従来は経腟的に組織を補強していましたが、高度な骨盤臓器脱に対しては30-40%の再発をみとめていました。
より再発率の低い手術として、欧米で行われていた下垂した腟をメッシュを用いて仙骨方向に引き上げる術式がありましたが、お腹を切開する必要がありました。近年、この手術を腹腔鏡でより低侵襲かつ安全に施行できるLSCという術式として確立されてきました。
腹腔鏡で行うことで、術中の出血量の軽減・入院期間の短縮・術後腸閉塞の減少が期待できます。
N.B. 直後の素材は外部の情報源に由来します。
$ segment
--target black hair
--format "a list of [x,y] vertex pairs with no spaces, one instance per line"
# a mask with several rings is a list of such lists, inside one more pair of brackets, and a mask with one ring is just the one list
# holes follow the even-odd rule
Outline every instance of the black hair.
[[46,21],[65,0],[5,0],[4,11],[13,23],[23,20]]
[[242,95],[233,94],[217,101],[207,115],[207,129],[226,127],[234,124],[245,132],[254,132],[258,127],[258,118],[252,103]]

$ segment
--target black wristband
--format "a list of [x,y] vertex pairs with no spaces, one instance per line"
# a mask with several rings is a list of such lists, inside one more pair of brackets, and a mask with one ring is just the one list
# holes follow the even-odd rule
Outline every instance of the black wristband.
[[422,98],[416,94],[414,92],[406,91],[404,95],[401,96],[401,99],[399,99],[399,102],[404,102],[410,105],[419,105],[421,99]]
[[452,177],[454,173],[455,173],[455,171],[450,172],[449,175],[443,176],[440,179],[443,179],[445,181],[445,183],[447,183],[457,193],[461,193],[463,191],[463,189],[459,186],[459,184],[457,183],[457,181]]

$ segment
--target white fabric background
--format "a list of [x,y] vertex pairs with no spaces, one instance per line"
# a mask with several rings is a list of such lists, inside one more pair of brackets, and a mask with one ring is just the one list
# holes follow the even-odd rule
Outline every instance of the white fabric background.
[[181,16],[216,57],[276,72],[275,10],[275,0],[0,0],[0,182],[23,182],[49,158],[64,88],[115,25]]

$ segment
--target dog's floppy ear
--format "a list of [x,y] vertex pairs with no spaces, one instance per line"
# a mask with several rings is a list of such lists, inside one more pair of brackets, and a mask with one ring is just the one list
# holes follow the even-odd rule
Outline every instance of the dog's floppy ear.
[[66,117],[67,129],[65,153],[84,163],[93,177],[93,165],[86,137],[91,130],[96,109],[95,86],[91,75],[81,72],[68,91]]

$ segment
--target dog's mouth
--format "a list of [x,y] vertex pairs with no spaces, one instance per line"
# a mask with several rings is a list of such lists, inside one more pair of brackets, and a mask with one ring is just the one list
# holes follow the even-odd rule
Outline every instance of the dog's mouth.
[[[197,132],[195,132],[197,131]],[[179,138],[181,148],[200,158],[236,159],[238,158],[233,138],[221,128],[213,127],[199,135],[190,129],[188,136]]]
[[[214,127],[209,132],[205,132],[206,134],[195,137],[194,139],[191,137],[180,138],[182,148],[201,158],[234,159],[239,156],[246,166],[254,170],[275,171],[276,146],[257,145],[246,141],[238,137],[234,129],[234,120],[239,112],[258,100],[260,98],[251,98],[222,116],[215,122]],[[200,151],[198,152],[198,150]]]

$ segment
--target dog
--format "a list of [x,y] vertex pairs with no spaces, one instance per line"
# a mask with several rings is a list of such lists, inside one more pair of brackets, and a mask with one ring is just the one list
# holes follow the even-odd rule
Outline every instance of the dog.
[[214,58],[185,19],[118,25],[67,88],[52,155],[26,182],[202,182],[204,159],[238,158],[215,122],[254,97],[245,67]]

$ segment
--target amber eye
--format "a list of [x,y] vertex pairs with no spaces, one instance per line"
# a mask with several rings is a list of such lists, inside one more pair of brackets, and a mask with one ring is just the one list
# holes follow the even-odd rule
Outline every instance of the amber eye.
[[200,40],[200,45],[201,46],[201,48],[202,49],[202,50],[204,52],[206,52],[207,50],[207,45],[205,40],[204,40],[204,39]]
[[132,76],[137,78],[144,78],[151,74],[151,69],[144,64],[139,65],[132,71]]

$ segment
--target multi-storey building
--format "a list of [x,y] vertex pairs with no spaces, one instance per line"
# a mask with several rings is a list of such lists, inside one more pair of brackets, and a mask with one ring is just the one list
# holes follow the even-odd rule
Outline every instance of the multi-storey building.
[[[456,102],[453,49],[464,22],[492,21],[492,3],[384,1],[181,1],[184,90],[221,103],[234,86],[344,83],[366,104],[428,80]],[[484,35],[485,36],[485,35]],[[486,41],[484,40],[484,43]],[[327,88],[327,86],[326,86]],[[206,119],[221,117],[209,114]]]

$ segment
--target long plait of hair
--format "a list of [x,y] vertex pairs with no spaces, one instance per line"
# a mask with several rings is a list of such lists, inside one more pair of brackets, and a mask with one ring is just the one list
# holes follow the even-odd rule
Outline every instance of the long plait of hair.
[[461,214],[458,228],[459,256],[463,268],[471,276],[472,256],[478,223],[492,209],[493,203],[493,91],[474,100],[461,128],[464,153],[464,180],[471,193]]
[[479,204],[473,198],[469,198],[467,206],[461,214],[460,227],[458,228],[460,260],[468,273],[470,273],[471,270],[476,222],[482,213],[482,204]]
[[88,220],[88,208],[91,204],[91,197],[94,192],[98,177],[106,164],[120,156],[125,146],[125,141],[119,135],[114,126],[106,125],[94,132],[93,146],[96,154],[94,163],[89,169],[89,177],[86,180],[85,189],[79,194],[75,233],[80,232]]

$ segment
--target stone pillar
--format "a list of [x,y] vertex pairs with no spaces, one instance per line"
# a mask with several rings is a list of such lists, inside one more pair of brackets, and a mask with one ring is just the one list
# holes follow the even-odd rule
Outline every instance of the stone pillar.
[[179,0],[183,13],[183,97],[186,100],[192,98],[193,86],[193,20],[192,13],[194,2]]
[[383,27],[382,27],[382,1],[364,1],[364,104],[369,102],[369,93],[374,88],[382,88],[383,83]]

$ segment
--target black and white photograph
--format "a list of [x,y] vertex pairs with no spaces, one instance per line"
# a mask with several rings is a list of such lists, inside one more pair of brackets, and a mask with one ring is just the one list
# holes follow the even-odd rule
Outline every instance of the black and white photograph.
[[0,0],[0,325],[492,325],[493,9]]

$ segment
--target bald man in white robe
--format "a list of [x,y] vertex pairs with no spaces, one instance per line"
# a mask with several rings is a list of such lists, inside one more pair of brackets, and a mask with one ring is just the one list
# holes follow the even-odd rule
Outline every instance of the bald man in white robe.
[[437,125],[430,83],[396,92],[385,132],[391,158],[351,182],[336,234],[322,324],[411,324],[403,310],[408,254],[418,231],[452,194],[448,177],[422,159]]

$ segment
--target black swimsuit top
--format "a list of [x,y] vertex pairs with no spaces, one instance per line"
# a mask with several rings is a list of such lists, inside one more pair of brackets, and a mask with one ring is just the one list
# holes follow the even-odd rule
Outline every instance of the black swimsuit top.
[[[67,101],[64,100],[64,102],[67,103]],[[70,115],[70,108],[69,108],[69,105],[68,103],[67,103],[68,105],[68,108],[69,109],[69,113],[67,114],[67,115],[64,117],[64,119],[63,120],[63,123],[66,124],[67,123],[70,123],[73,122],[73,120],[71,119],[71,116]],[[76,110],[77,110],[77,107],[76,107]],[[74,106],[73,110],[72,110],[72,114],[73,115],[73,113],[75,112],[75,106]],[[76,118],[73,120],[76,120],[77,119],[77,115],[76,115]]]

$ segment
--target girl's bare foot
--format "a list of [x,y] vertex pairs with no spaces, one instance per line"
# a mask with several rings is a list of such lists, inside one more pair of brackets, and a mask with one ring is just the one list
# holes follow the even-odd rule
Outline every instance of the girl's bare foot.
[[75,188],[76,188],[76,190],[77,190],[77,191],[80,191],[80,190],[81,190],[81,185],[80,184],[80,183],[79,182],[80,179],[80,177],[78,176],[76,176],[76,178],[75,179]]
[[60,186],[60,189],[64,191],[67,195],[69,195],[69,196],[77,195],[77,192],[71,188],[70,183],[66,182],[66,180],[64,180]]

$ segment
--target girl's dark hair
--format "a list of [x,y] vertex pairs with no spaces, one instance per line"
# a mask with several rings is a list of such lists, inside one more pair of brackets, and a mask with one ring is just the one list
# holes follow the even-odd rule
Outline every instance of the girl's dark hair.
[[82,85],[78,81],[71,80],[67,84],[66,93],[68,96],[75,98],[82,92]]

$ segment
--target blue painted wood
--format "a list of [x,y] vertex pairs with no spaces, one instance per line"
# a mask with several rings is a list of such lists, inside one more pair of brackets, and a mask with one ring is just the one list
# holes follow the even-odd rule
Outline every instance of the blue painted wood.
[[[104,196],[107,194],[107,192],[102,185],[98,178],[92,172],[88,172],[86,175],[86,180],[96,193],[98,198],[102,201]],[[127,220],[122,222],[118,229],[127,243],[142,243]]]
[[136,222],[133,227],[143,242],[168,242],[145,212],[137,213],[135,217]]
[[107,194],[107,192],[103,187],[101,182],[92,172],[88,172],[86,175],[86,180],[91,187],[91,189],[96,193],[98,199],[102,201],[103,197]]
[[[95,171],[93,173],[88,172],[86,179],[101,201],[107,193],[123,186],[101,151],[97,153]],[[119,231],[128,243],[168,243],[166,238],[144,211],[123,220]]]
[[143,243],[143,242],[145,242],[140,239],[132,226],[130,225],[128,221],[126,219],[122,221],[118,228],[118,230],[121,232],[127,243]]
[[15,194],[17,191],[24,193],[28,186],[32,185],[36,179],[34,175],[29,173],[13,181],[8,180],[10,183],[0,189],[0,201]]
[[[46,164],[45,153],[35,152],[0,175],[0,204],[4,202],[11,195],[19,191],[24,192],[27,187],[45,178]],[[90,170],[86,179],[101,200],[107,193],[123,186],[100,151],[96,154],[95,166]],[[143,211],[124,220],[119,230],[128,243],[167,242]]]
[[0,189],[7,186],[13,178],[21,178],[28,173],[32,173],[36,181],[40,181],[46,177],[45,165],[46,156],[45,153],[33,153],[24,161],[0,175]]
ただし、高度な腹腔鏡手術の技術と骨盤解剖の知識が必要となるため、当院では婦人科内視鏡技術認定医と骨盤解剖に詳しい婦人科腫瘍専門医の下、安全に手術をおこなえる体制と環境を整え、2023年よりLSCが施行されております。
適応については当院婦人科外来にてご相談ください。
子宮体がんセンチネルリンパ節生検(臨床研究)
子宮体がんの標準手術療法として骨盤リンパ節郭清術が行われていますが、下肢や会陰部のリンパ浮腫や骨盤内リンパ嚢胞などの術後合併症で生活の質が著しく低下するおそれがあります。
近年、上記のような合併症を回避するために、最初に転移が生じると考えられるリンパ節を手術中に同定・生検し、リンパ節転移をみとめなかった場合、他のリンパ節の郭清を省略するセンチネルリンパ節ナビゲーション手術が様々ながん腫で行われておりますが、子宮体がんにおいてはまだ標準術式として保険適用ではありません。
そこで、将来のセンチネルリンパ節ナビゲーション手術を目指し、当院の倫理委員会に承認された臨床研究(承認番号22-048:子宮体癌におけるインドシアニン(ICG)蛍光法を用いたセンチネルリンパ節同定)を2023年3月より行っております。